Automated Sensor Anomaly Detection for Wafer Yield Improvement

Project Status: Active | Role: Independent Process Data Consultant

1. Executive Summary

In semiconductor manufacturing, process excursions can lead to significant yield loss (scrap). This project analyzed the SECOM dataset (1567 wafers, 591 sensors) to identify the root cause of a 6.6% yield loss.

Key Findings:

Data Integrity: Identified 144 sensors with zero variance or >50% missing data, removing them to reduce noise.
Root Cause Analysis: Using a Random Forest Classifier, Sensor 59 was identified as the primary driver of failure (Importance Score: 0.030, 2x higher than next feature).
Failure Mode: Distribution analysis reveals a "Right Shift" anomaly.

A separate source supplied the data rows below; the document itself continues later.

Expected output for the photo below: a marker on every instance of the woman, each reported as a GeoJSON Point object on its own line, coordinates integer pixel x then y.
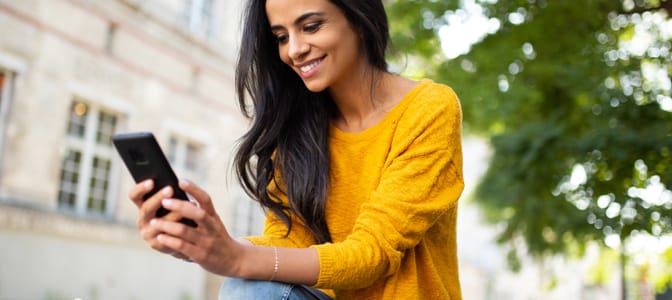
{"type": "Point", "coordinates": [359, 170]}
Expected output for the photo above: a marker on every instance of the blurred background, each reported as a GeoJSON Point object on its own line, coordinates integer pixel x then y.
{"type": "Point", "coordinates": [567, 146]}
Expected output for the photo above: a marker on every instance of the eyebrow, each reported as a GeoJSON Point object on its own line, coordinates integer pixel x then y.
{"type": "Point", "coordinates": [299, 19]}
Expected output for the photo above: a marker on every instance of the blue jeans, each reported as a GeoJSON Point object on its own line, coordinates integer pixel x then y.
{"type": "Point", "coordinates": [243, 289]}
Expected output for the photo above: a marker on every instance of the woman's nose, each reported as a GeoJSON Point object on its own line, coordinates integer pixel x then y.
{"type": "Point", "coordinates": [298, 48]}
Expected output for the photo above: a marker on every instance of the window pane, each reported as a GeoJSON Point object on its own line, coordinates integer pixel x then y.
{"type": "Point", "coordinates": [193, 157]}
{"type": "Point", "coordinates": [2, 83]}
{"type": "Point", "coordinates": [69, 179]}
{"type": "Point", "coordinates": [106, 127]}
{"type": "Point", "coordinates": [172, 150]}
{"type": "Point", "coordinates": [77, 121]}
{"type": "Point", "coordinates": [98, 185]}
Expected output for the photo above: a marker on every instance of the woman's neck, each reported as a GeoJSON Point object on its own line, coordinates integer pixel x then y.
{"type": "Point", "coordinates": [364, 101]}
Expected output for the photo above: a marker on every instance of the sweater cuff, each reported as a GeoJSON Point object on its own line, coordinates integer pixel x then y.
{"type": "Point", "coordinates": [258, 240]}
{"type": "Point", "coordinates": [327, 260]}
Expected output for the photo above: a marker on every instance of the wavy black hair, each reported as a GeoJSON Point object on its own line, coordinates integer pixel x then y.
{"type": "Point", "coordinates": [288, 142]}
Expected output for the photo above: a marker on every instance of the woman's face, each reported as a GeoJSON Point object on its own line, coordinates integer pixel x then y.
{"type": "Point", "coordinates": [316, 40]}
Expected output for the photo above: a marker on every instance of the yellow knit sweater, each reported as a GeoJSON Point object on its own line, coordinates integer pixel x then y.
{"type": "Point", "coordinates": [392, 204]}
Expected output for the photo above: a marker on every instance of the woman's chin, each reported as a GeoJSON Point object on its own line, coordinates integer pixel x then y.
{"type": "Point", "coordinates": [314, 87]}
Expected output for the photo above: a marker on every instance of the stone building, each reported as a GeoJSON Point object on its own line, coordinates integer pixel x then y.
{"type": "Point", "coordinates": [74, 72]}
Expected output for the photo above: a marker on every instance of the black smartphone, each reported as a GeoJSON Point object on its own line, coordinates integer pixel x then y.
{"type": "Point", "coordinates": [144, 159]}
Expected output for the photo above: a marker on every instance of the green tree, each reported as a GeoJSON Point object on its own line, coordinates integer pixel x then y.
{"type": "Point", "coordinates": [575, 98]}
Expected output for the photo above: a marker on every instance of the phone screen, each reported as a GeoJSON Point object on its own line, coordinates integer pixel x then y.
{"type": "Point", "coordinates": [144, 159]}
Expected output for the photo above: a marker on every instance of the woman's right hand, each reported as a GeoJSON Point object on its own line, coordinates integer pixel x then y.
{"type": "Point", "coordinates": [147, 211]}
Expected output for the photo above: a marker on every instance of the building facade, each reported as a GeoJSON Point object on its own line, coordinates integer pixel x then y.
{"type": "Point", "coordinates": [74, 72]}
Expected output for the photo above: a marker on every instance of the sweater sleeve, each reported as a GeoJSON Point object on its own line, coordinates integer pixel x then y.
{"type": "Point", "coordinates": [421, 181]}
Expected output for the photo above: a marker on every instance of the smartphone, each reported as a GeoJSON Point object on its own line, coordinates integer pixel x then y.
{"type": "Point", "coordinates": [144, 159]}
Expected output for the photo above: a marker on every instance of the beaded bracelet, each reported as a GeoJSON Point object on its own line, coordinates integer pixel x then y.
{"type": "Point", "coordinates": [275, 267]}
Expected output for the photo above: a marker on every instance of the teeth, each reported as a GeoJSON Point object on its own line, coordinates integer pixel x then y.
{"type": "Point", "coordinates": [309, 67]}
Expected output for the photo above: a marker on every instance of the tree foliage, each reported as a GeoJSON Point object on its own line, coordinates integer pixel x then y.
{"type": "Point", "coordinates": [578, 115]}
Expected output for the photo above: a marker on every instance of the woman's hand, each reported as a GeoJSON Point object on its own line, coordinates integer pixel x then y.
{"type": "Point", "coordinates": [209, 244]}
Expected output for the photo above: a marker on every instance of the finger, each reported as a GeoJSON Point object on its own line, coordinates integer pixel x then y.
{"type": "Point", "coordinates": [185, 209]}
{"type": "Point", "coordinates": [139, 190]}
{"type": "Point", "coordinates": [150, 206]}
{"type": "Point", "coordinates": [198, 194]}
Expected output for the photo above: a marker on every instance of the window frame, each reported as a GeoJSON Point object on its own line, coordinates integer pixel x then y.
{"type": "Point", "coordinates": [90, 150]}
{"type": "Point", "coordinates": [6, 97]}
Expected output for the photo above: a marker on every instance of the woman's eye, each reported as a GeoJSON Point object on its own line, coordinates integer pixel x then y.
{"type": "Point", "coordinates": [312, 27]}
{"type": "Point", "coordinates": [281, 39]}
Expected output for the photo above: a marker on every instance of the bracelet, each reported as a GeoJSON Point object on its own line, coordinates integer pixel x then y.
{"type": "Point", "coordinates": [275, 267]}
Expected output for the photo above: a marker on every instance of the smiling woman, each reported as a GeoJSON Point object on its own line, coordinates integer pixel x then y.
{"type": "Point", "coordinates": [358, 169]}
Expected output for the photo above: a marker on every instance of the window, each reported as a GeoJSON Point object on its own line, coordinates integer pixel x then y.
{"type": "Point", "coordinates": [186, 158]}
{"type": "Point", "coordinates": [6, 79]}
{"type": "Point", "coordinates": [87, 163]}
{"type": "Point", "coordinates": [199, 17]}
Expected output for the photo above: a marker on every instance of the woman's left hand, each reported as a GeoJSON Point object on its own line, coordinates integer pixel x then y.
{"type": "Point", "coordinates": [209, 244]}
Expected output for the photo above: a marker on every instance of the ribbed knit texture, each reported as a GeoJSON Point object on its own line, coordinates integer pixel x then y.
{"type": "Point", "coordinates": [392, 204]}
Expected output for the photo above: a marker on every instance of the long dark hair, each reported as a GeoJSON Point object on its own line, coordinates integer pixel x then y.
{"type": "Point", "coordinates": [287, 144]}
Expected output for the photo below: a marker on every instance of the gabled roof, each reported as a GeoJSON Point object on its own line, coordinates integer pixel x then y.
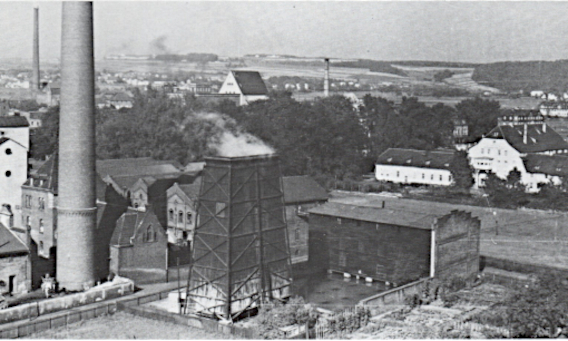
{"type": "Point", "coordinates": [129, 223]}
{"type": "Point", "coordinates": [13, 122]}
{"type": "Point", "coordinates": [416, 158]}
{"type": "Point", "coordinates": [250, 82]}
{"type": "Point", "coordinates": [419, 220]}
{"type": "Point", "coordinates": [302, 189]}
{"type": "Point", "coordinates": [10, 244]}
{"type": "Point", "coordinates": [538, 140]}
{"type": "Point", "coordinates": [546, 164]}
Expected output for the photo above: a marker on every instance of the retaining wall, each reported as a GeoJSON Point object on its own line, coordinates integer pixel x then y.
{"type": "Point", "coordinates": [35, 309]}
{"type": "Point", "coordinates": [396, 295]}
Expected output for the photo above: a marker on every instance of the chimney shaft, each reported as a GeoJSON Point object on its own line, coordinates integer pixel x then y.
{"type": "Point", "coordinates": [76, 211]}
{"type": "Point", "coordinates": [35, 67]}
{"type": "Point", "coordinates": [326, 78]}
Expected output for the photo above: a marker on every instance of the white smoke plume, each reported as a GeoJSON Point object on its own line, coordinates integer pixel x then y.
{"type": "Point", "coordinates": [231, 141]}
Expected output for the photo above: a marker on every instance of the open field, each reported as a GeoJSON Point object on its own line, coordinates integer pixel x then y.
{"type": "Point", "coordinates": [528, 236]}
{"type": "Point", "coordinates": [125, 326]}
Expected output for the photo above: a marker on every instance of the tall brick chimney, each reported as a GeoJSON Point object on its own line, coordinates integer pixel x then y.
{"type": "Point", "coordinates": [326, 78]}
{"type": "Point", "coordinates": [76, 211]}
{"type": "Point", "coordinates": [34, 84]}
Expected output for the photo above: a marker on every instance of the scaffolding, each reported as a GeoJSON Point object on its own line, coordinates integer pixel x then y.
{"type": "Point", "coordinates": [241, 255]}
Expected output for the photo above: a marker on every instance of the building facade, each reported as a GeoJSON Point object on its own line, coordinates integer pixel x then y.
{"type": "Point", "coordinates": [411, 166]}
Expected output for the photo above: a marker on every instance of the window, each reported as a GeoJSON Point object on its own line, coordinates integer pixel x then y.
{"type": "Point", "coordinates": [220, 209]}
{"type": "Point", "coordinates": [342, 259]}
{"type": "Point", "coordinates": [150, 234]}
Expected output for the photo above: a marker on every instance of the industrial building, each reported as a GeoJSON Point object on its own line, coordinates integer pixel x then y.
{"type": "Point", "coordinates": [240, 252]}
{"type": "Point", "coordinates": [396, 243]}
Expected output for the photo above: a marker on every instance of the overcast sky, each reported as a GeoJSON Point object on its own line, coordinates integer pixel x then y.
{"type": "Point", "coordinates": [481, 31]}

Wafers with higher values on Sensor 59 are significantly more likely to fail.
Recommendation: Implement a tighter Upper Control Limit (UCL) on Sensor 59 based on the "Golden Path" baseline of passing wafers.

Note: GitHub cannot render the interactive HTML report directly. To see the full analysis including visualizations, please view the Exploratory Analysis Notebook.

2. Technical Methodology

Data Source: UCI Machine Learning Repository (SECOM Data).
Stack: Python, Pandas, Scikit-Learn, Matplotlib/Seaborn.
Key Techniques:
- Preprocessing: Variance Thresholding (removing "dead" sensors) and Null Value Imputation.
- Feature Engineering: Boruta / Random Forest Feature Importance to rank sensor impact.
- Modeling: Logistic Regression for baseline classification of Pass/Fail wafers.

3. Getting Started

Note on Data: The raw data files (raw_wafer_data.csv) are not included in this repository to maintain a lightweight footprint.

To generate the data locally:

Clone the repository:

git clone [https://github.com/berlinsudduth/semiconductor-yield-optimization.git](https://github.com/berlinsudduth/semiconductor-yield-optimization.git)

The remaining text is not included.